In China, the morbidity of alcoholic liver diseases (ALD) is increasing, which is the second cause of liver diseases after viral hepatitis. An epidemiological survey of 99 subjects in Kweichow Maotai Distillery who have drunk a lot of Maotai liquor for a long time showed that fatty livers were predominate and the incidence of hepatic fibrosis and cirrhosis was relatively low.1 Now, we carried out an animal experiment to investigate the mutation of P53 gene in liver tissues of primary hepatocellular carcinoma (HCC) induced by compound factors.
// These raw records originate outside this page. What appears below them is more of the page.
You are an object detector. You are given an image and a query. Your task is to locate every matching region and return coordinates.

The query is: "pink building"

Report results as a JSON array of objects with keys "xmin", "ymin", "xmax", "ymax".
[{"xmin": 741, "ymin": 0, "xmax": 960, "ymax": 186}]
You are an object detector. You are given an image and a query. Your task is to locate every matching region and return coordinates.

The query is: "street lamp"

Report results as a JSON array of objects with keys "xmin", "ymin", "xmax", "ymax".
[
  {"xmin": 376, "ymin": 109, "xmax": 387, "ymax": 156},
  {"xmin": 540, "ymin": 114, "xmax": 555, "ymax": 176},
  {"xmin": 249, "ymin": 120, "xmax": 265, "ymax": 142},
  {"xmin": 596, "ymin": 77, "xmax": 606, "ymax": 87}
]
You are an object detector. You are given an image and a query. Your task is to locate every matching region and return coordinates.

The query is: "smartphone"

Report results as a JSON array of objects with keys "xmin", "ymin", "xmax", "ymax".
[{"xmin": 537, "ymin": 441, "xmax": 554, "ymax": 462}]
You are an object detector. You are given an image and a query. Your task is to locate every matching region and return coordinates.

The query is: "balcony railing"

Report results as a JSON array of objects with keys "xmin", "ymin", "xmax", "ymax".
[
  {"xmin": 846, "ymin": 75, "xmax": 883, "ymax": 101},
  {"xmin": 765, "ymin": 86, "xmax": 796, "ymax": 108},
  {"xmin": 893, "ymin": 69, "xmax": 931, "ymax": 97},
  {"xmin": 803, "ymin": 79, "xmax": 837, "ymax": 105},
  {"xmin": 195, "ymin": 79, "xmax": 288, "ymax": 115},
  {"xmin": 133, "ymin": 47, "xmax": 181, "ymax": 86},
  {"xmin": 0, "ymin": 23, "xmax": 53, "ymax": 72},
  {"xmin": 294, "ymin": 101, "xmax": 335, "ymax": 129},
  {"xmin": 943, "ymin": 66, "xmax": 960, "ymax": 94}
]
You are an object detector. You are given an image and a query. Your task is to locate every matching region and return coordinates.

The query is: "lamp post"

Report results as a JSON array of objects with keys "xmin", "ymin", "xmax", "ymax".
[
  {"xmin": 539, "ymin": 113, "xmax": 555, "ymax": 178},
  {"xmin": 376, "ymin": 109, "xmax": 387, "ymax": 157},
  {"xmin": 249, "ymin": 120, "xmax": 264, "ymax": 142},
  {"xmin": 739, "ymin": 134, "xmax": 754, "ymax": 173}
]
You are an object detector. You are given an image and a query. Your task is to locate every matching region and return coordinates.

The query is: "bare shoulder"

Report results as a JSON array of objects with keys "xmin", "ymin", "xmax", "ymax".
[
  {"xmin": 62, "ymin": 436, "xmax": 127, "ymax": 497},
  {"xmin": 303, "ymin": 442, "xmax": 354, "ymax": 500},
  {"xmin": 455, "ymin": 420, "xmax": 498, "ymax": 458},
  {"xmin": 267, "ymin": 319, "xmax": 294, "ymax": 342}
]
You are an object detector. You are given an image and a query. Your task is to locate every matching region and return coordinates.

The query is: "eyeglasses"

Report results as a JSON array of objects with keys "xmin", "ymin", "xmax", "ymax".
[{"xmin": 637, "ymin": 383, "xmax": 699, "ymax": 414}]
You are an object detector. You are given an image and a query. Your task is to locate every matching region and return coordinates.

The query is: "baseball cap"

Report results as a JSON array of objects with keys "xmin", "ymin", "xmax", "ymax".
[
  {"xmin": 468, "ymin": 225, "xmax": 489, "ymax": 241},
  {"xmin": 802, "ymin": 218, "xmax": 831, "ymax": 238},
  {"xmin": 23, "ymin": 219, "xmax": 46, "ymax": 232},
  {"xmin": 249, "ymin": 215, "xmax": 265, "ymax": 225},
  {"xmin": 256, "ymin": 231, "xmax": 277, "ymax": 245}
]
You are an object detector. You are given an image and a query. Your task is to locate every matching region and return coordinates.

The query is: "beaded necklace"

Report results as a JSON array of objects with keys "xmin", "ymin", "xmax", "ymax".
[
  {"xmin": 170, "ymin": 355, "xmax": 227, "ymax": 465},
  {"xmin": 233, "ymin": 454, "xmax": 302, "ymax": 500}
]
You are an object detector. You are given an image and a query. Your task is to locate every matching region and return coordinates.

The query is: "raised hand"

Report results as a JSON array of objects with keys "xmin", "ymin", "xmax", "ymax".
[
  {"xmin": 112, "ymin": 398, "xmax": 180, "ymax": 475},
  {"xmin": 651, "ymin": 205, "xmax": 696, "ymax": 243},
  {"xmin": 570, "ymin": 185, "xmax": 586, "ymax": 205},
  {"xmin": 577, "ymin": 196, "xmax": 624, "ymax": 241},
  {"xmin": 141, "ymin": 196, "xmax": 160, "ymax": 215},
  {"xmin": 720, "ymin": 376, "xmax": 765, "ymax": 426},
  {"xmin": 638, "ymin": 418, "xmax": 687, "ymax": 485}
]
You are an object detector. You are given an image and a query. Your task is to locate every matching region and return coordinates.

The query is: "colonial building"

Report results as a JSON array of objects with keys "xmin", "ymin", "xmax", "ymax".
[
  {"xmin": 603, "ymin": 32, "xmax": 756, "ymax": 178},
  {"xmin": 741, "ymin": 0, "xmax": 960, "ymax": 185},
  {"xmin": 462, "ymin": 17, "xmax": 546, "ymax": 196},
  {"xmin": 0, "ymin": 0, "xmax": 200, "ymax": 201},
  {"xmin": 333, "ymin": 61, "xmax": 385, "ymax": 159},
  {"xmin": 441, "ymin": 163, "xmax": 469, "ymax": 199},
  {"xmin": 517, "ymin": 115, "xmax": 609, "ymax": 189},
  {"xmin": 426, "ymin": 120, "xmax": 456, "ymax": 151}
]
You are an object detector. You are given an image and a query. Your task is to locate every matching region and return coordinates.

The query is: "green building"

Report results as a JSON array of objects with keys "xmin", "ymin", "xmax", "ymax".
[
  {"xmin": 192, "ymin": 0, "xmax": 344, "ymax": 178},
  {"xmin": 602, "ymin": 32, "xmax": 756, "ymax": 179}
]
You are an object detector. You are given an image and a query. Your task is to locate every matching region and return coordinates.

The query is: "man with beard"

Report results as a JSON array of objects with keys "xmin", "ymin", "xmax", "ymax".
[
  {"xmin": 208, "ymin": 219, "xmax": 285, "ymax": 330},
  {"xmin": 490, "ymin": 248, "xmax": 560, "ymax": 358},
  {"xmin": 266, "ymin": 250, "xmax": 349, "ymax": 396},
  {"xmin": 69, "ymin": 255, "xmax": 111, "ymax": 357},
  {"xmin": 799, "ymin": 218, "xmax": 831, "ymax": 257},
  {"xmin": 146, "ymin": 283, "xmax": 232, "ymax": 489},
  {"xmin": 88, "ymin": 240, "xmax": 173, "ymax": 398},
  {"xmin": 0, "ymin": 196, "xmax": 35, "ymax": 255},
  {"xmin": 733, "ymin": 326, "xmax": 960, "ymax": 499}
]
Experimental protocols for alcoholic liver injury models
Male Sprague-Dawley (SD) rats ((220±20) g, 4-6 weeks old) were obtained from the Animal Center of the Third Military Medical University, Chongqing, China. Maotai liquor (ML, (530±2) g/L) and ordinary Maotai-flavor liquor (OMFL, (530±2) g/L) were purchased from Grain and Oil Import and Export Company in Guizhou. Ten rats were randomly selected from 130 rats after one-week adaptability feed as normal control group (A), the others were equally divided into 4 groups (30 rats per group): ML low-dose group (B, 5 ml/kg), ML high-dose group (C, 10 ml/kg), OMFL low-dose group (D, 5 ml/kg), and OMFL high-dose group (E, 10 ml/kg). Animals received intragastric administration, once daily in the morning, 5 days per week for 24 weeks. Standard rat feed and water were provided ad libitum. At the end of 24 weeks, liver cancers were produced according to literatures.2 Briefly, Aflatoxin B1 (AFB1) (Sigma, USA) was injected through peritoneal cavity at 400 μg·kg-1·d-1, 6 days per week for 2 weeks. Rats were then given the feed contains 0.015% 2-acetyl aminofluorene (AAF) (Fermentek, Israel) for 2 weeks. Two rats were randomly selected for sacrifice at 8, 16, and 24 weeks. Livers were collected and stored in the refrigerator at -80°C. A portion of the liver was fixed in 4% formaldehyde solution, embedded in paraffin. A 5-μm section was cut and stained with H&E for pathological examination.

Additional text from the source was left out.